What This Means for Developers
The industry has treated software as a fixed asset — something built, owned, maintained, and periodically revamped. If code can be generated on demand and rebuilt from a spec in hours, that assumption is fragile. The conversation shifts away from which language, which framework, which architecture toward what produces the right outcome with the fewest tokens, the fastest time to market, and the lowest cost to change.
Fred Brooks argued in The Mythical Man-Month that the hard part of software isn’t the code — it’s understanding what the system should actually do. That argument becomes more true as code generation gets cheaper.
What this means for developers on Wave 3 teams:
- Review is still the job — it just happens faster and at higher volume. Reviewing AI-generated code for correctness, security, and architectural coherence is still review.
- Judgment is the differentiator — catching problems early, evaluating whether a solution solves the right problem, understanding enough business context to know when the output is right.
- Using AI to produce output without being able to evaluate it is a liability, not an advantage. Plausible-looking mistakes ship just as fast as correct code.
The Work of Wave 3
Every technology that has mattered goes through the same arc. Cloud computing, DevOps, agile — all followed the Innovation/Incubation → Growth → Maturity pattern. The organizations that navigated maturity well built durable, compounding capability.

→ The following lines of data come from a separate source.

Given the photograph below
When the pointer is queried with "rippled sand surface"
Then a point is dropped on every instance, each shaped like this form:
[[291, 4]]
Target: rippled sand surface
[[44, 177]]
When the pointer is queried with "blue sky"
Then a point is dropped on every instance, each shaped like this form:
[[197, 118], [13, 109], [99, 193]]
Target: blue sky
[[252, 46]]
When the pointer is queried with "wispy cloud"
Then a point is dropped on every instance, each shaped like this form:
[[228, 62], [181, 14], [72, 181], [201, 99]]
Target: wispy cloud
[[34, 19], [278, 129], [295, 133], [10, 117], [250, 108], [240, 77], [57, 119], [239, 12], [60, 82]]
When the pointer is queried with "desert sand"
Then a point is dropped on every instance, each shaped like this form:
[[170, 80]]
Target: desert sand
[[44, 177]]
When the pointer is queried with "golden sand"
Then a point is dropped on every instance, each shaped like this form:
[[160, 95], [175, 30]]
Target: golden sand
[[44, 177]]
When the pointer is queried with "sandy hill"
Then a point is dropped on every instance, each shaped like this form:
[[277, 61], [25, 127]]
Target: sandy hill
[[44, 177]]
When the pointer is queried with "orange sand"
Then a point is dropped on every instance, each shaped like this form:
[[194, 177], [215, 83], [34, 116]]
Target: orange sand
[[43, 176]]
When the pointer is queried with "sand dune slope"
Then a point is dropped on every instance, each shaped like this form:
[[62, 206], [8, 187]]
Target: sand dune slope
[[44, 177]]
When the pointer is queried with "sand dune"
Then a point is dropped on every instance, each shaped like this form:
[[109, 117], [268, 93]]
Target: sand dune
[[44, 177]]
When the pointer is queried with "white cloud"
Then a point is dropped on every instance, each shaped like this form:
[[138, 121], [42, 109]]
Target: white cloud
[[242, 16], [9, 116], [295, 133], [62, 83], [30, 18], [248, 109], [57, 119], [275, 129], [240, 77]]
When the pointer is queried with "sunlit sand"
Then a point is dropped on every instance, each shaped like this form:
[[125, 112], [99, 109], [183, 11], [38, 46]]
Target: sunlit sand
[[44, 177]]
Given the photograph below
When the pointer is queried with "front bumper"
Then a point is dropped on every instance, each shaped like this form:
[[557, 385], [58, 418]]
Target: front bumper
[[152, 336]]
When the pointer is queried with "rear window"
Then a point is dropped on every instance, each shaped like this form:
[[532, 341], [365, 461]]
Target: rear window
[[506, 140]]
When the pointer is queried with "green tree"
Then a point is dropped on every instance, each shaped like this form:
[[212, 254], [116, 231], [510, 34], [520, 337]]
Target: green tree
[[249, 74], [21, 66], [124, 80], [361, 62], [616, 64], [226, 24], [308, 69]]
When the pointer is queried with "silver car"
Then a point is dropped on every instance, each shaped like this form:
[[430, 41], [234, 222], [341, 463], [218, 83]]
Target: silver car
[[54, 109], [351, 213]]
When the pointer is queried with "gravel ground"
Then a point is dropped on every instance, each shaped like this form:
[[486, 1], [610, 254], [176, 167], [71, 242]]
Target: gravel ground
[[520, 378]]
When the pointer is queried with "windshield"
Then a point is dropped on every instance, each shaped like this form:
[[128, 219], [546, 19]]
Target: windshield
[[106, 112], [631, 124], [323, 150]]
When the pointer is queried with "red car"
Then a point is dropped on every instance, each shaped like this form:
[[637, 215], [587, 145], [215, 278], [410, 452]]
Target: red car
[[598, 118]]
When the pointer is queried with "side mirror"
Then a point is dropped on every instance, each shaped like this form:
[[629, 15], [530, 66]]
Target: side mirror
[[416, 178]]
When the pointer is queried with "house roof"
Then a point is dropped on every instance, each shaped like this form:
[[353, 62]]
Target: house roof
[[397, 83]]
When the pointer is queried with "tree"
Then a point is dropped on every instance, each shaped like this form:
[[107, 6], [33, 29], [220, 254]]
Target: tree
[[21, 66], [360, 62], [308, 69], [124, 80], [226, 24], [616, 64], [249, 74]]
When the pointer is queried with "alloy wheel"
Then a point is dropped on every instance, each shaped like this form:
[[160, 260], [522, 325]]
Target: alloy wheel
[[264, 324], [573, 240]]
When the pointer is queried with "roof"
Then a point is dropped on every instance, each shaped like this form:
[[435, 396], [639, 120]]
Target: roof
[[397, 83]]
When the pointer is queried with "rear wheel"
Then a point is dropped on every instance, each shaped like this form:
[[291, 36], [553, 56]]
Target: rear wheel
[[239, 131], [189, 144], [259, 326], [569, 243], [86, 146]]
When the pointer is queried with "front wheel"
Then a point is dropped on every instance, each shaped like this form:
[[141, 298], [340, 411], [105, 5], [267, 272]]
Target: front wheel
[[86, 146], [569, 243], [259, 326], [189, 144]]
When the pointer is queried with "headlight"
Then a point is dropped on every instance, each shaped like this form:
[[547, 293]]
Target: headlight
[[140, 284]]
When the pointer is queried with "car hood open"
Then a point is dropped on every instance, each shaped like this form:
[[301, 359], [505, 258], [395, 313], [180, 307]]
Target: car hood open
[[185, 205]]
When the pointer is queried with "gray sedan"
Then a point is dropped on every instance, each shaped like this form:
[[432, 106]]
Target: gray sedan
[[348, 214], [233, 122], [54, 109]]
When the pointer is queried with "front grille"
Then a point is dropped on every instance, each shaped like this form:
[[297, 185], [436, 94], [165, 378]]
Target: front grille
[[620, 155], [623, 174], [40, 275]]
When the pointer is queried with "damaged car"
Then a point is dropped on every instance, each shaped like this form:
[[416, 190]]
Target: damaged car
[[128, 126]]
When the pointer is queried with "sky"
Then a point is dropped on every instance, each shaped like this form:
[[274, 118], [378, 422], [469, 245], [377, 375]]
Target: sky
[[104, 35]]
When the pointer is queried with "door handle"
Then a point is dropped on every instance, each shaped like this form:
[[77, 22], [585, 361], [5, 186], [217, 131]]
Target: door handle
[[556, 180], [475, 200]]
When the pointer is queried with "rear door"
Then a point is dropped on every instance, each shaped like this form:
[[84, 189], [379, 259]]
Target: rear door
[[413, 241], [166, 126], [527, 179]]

Those that treated widespread adoption as the finish line found themselves managing inconsistency rather than extracting sustained value.
AI is at that inflection point now.
The three patterns in this framework are already the practices that distinguish teams with genuine AI maturity from those still in Wave 2: centralized knowledge that compounds with every contribution; autonomous operations that respond to events across the SDLC without waiting to be invoked; governance that makes those operations safe and cost-effective without the friction of arbitrary controls.
Getting this right is an organizational challenge, not a technical one. The models exist. The tools exist. What most teams lack is structure — shared definitions that govern AI behavior consistently, event-driven operations that scale beyond individual effort, and oversight proportional to risk rather than reflexively restrictive.
The developer’s role doesn’t disappear in this model — it clarifies. The judgment to know what to build, the expertise to evaluate whether the output is right, the discipline to hold the line on quality when AI makes it easier to skip that step. Those capabilities don’t get automated. They get amplified — or they get exposed.